With so many forces working against the economy in 2005, Doll said corporate profit growth will probably slow to between 5% and 8%, down from the 19% growth seen over the past two years. That, in turn, forms his view about the stock market's potential struggles this year.
In the third year after a bear market has ended, Doll said stocks have historically returned 2.9%. Still, he does expect stocks to outperform both bonds and cash this year and noted that many companies could raise their dividends, buy back stock and increase their merger-and-acquisition activity, given the strength of corporate balance sheets.
Doll also noted that the average stock will probably underperform its index for the first time since 1999, as large-cap and high-quality issues outperform small, low-quality names. It's worth noting that Doll made the same prediction at the start of 2004 and small-cap issues thrived.As for yawning trade and budget deficits, Doll expects them to improve in 2005 for the first time in 10 years, as the dollar declines and tax receipts go up. Finally, Doll forecasts that commodity prices will perform well again this year, with oil prices averaging more than $40 a barrel, due to continued geopolitical risks and a lack of spare capacity from the Organization of Petroleum Exporting Countries.

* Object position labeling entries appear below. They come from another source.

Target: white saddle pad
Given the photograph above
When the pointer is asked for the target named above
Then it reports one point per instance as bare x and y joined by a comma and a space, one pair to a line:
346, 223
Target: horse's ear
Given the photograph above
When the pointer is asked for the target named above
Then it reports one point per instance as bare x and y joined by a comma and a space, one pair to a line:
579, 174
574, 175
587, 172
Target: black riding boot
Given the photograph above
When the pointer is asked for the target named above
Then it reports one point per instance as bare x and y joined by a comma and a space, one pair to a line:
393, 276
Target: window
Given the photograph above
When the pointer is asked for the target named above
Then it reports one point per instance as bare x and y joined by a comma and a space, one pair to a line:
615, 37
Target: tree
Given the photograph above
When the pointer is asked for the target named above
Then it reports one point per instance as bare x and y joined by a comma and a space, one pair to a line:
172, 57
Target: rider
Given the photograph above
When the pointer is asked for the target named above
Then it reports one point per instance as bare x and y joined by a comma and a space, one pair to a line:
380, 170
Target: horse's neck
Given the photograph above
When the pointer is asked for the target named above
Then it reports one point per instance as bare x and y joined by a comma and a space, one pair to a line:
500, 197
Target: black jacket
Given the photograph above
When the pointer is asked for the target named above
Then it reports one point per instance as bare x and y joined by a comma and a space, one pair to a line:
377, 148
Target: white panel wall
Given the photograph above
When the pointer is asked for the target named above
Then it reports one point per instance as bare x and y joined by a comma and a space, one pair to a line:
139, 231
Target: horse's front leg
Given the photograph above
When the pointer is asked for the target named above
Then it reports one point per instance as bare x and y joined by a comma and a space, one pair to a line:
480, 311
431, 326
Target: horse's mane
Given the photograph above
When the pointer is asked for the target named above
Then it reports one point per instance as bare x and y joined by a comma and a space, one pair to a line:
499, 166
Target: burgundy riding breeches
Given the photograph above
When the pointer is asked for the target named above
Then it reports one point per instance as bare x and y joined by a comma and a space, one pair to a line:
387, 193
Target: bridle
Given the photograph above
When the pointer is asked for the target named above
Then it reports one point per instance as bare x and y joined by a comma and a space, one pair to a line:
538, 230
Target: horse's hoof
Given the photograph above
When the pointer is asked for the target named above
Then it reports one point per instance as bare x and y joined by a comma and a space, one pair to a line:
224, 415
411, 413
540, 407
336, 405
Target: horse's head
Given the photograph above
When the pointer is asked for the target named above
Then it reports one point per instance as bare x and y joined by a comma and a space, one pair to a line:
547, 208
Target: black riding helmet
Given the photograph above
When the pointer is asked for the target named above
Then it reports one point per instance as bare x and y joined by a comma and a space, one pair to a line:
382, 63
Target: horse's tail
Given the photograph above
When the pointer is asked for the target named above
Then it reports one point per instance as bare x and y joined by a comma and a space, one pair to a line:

Given all these prognostications, Doll recommends that equity investors seek out high-quality, predictable, dividend-paying stocks this year and suggests an overweight position in international names. He also advocates a position in bonds with shorter durations and said exposure to commodities through hedge funds or private-equity funds is advisable. Over the next decade, Doll said he expects stocks to grow 8% per year while bonds should gain 5% and cash should return 2%.